Added former NREL researcher and solar pioneer Larry Kazmerski, “Charlie’s strength is his ability to motivate his colleagues with his extraordinary vision and technology innovation. He continues to instill these values in our U.S. solar energy programs.”

Gay’s contributions are widely recognized outside of DOE. “Charlie has a rare blend of complementary business skills,” said George Burmeister, president of the Colorado Energy Group. “He is a brilliant market strategist and knows how to motivate and empower people.”

In August, a nonprofit, the American Solar Energy Society, honored Gay with the Charles Greeley Abbot Award for significant contributions to the field of solar energy. He was elected to the National Academy of Engineering in 2013 for his leadership in the development of the global solar PV industry.

Fascinated by science and solar energy since he was a boy, Gay earned a Ph.D. in physical chemistry from the University of California, Riverside. In 1974, he began his career when he saw an advertisement in the Los Angeles Times for a metallurgist at Spectrolab, Inc. There, his assignments included designing solar power system components for communications satellites. Later, he joined ARCO Solar, where he established a research and development program and led the commercialization of crystalline silicon and thin-film technologies.

In 1990, Gay became president and chief operating officer of Siemens Solar Industries and served in that role until moving to Colorado, where he was recruited to replace retiring NREL Director Duane Sunderman.

Gay cites the launch of the Enterprise Growth Forum as a main accomplishment during his tenure in Colorado. The annual event, which continues today as the Industry Growth Forum, is a “way that a lab researcher or one of our industrial partners has a chance to present their business model to a panel of business and finance experts,” he said, adding that this allowed “diverse stakeholders, who might not otherwise see what was coming out of the labs,” the opportunity to turn a cleantech concept into a commercial reality.

Following his role at NREL, Gay returned to the private sector, serving in executive positions for a range of solar manufacturing businesses. In 1998, he helped start the Greenstar Foundation, an organization focused on building a “solar-powered community center” to deliver electricity, pure water, health and education information, and wireless Internet connections to villages in developing countries.

In 2016, Gay said he decided to join DOE because “I could bring some of the perspective of what is happening in the industry to help DOE time the rhythm of its work to match the accelerated speed of change in clean energy technologies—so our research was not obsolete before it leaves the lab.”

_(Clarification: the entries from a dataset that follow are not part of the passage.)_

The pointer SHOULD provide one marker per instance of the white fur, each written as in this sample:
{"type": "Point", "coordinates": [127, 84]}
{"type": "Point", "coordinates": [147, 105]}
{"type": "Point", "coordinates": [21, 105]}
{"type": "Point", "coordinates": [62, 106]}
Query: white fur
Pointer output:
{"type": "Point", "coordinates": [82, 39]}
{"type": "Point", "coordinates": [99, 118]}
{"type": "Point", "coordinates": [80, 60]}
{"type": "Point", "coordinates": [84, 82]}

The role suited him—and SETO. “What better way to help federally funded research along than to have somebody from industry be involved with the strategy, helping to identify the kinds of things we work on and how we invest in staying ahead of the curve?” Gay asked.

Although he was always hopeful that solar energy could make an impact, he marveled at “the speed of change in manufacturing, commercialization, and public adoption. Things have had an exponential rate of change over the past decade.”

Gay, who has returned to his native Southern California, said that after leaving DOE, he will “take things as they come” in the field, consulting with solar energy startups looking to break into the market and continuing his work with Greenstar and rural electrification. He also plans to stay in touch with NREL and DOE.

His passion for solar power won’t fade.

For some four decades, he’s made an impact, fulfilling hopes he expressed during a 1997 interview at NREL: “Every person has the ability to achieve something important. Everyone individually and collectively has the opportunity to leave a lasting imprint on the planet with clean energy, sort of the same way Neil Armstrong left his footprint on the moon.”

Gay summed up that aspiration by concluding, “In the time that we’re given, we all want to leave the planet in better shape than when we got here.”